For a while I have to admit I was ready to give up chicken farming. ( If you can call raising two hens with princess names "farming", which I don't think you can. ) After the masked bandit massacre of the first "Sarah" and "Kate" we were on hyper alert for vermin in the back yard.  If you choose to stay indoors after dark in the city you will remain blissfully unaware of what lurks in the night outside your door. But that was not us.  No, we kept all the garage, porch, and balcony lights on and slept with one eye open after the brutal demise of our biddies. Our bedroom has a screen door that opens onto a balcony overlooking the back yard and on this balcony Ed and the kids had arranged an arsenal of raccoon weaponry.  Rocks, water balloons, bricks, a stuffed animal that looked pretty convincing as a fat alpha raccoon daddy.  The neighbour actually gave us his slingshot and asked to be woken up if we heard anything and there were several over-the-fence conversations about how ludicrous it is to read front page headlines about people who take city-rodent population issues into their own hands. 
      The buggers came snarling, a whole family of them, on the first night.  We aimed, fired, and missed, full of adrenaline and a sense of vigilante justice, but not of skill in marksmanship.   We would improve as each night passed we resolved, but soon we got a little tired of spending our days bleary-eyed because we had spent too much time whipping rocks into the dark at 3 and 4 in the morning.    One night while doing "the sweep" with the flashlight off the porch, Ed and the kids saw 4 raccoons, an unidentified slithery mammal (a possum?, a weasel?) and caught a strong whiff of skunk, all within an hour.  We began just muttering "shut up" out the open window from the comfort of our beds.  We were outnumbered.  Sure, there was talk about live traps,  leg-hold traps, antifreeze, and shotguns.  But these were mostly suggestions from my dad who has never lived in the city and tells stories about his grandmother who hypnotized chickens and performed gizzard surgeries out back of the barn.  We city people don't know how to handle things ourselves. 

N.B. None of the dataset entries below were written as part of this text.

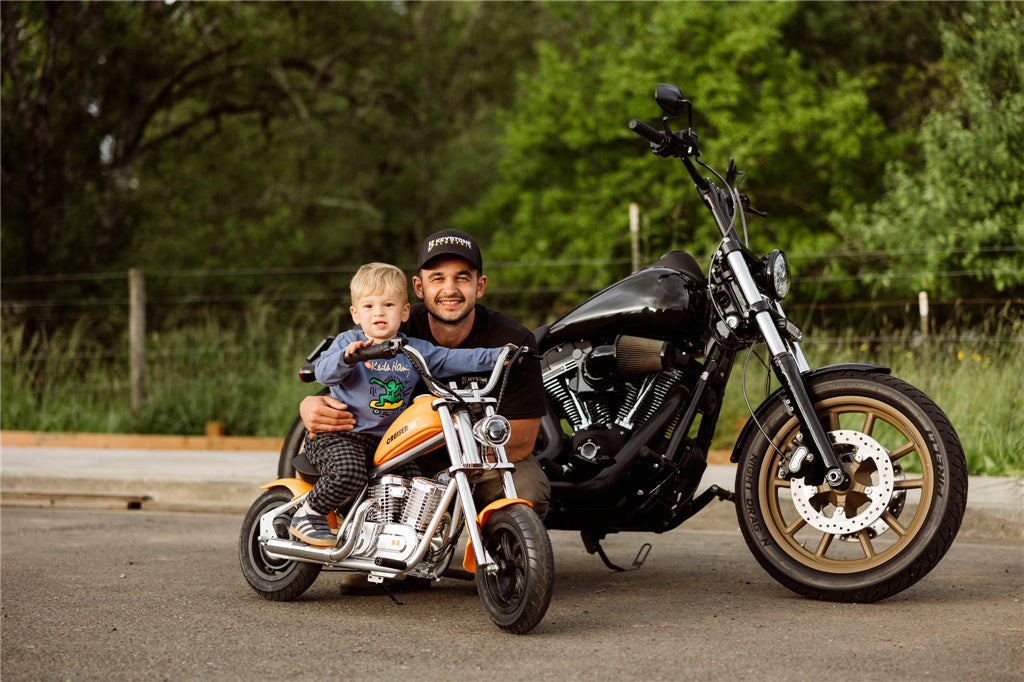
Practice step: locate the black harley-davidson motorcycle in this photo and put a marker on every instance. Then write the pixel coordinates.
(851, 483)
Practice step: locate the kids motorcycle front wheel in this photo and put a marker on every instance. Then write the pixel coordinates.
(894, 522)
(272, 578)
(516, 595)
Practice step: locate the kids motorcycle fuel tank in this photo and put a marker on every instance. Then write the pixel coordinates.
(667, 300)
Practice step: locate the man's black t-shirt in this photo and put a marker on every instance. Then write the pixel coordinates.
(524, 394)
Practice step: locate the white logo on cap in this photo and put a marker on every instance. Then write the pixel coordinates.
(441, 241)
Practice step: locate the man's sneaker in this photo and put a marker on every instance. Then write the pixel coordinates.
(312, 528)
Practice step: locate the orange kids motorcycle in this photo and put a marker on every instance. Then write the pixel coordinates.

    We reinforced the chicken wire with $80 worth of heavier guage stuff and the lost chickens were replaced with new hens which our son, very economically, christened with the same names as their predecessors.  The new "Sarah and Kate"  had to bear many scathing comparisons to the old pair and sadly came up short in egg laying, plumpness and personality.  This, we later learned was probably due to the fact that they were not quite "ready to lay" as our order to the chicken store had requested.  It took them two weeks to begin popping out treasures for the kids to steal and once they did, they were instantly better liked and thought to be rather smart after all. 
    That was 2 months ago.  We've stopped even thinking about critters in the night.  I suspect they were always around and it wasn't the fault of the backyard poultry that now we were more aware of them.  If the chickens are locked up tight they can go about their nasty business and we don't care.

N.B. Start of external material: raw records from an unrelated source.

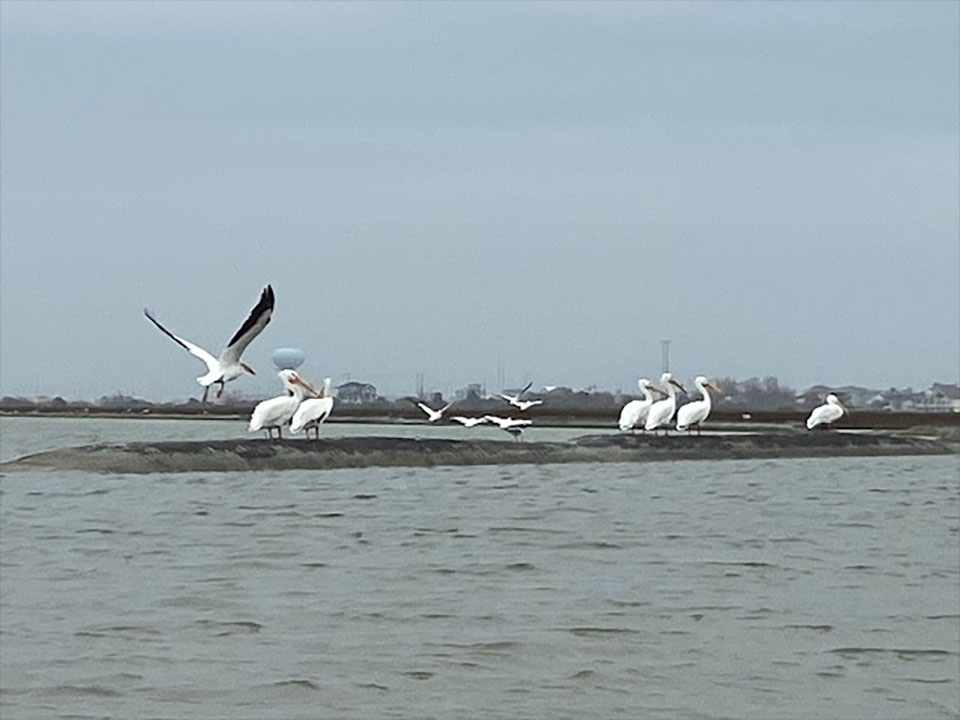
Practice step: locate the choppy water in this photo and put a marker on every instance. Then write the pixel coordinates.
(739, 589)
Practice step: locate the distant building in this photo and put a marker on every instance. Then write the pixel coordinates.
(471, 391)
(354, 393)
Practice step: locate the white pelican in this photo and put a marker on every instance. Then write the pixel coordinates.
(506, 423)
(228, 366)
(433, 415)
(275, 412)
(634, 413)
(696, 412)
(313, 412)
(515, 399)
(469, 422)
(661, 412)
(827, 413)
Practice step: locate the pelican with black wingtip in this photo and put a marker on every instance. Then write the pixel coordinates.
(228, 366)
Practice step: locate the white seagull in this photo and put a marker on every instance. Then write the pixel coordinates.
(634, 413)
(506, 423)
(694, 413)
(827, 413)
(228, 366)
(469, 422)
(433, 415)
(313, 412)
(275, 412)
(661, 412)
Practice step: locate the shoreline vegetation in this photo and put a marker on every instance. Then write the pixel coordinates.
(378, 451)
(930, 422)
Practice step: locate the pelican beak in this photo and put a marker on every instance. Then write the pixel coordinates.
(303, 383)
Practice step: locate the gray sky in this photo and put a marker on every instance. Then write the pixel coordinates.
(453, 188)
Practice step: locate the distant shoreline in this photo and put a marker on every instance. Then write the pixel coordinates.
(375, 451)
(943, 422)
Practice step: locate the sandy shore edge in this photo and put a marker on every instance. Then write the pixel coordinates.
(357, 452)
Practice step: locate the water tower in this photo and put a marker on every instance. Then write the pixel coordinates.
(287, 358)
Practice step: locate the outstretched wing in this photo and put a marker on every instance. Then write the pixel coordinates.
(194, 350)
(252, 326)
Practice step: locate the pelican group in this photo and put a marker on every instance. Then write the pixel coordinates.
(661, 412)
(312, 412)
(634, 413)
(694, 413)
(276, 412)
(228, 366)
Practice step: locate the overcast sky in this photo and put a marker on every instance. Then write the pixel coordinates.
(533, 191)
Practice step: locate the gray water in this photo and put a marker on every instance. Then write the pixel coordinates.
(819, 588)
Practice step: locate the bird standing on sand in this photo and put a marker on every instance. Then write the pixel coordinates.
(312, 413)
(661, 412)
(831, 411)
(694, 413)
(276, 412)
(634, 413)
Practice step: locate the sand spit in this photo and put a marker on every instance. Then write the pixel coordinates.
(324, 454)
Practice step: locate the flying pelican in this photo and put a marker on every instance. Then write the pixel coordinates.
(827, 413)
(634, 413)
(514, 399)
(228, 366)
(696, 412)
(469, 422)
(275, 412)
(313, 412)
(433, 415)
(661, 412)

     Except today at 3:00 in the afternoon the kids were outside and had let the chickens out to roam (and decimate the swiss chard patch).  I was called out to help put the chickens back in their pen when my oldest boy yelled "MOM, LOOK!"  and pointed to the corner of the yard where a fat raccoon was sauntering along the hedge.  Like a true hero, born of desperate times,  I sprang into action to protect child and beast from the menace trespassing our land.  I seized a nearby (dollar store) lacrosse stick and leapt into battle, screaming like a girl.  The insouciant beast neither flinched nor quickened its casual gait.  It looked at me a second and over the pounding of my heart I may have heard it mutter " Put the toy stick down , Idiot"  and then it was over the fence on its way to nowhere in particular.  But I shudder to think what may have befallen our ladies if it weren't for the quick thinking and valour of Crazy Lady this day. 
    And that's why I'm glad we still have the chickens even if they may attract vermin.  Never underestimate how much fun it is to chase vermin. 

1 comment:

  1. Oh, you kill me Alicia! Thanks for the good laughs!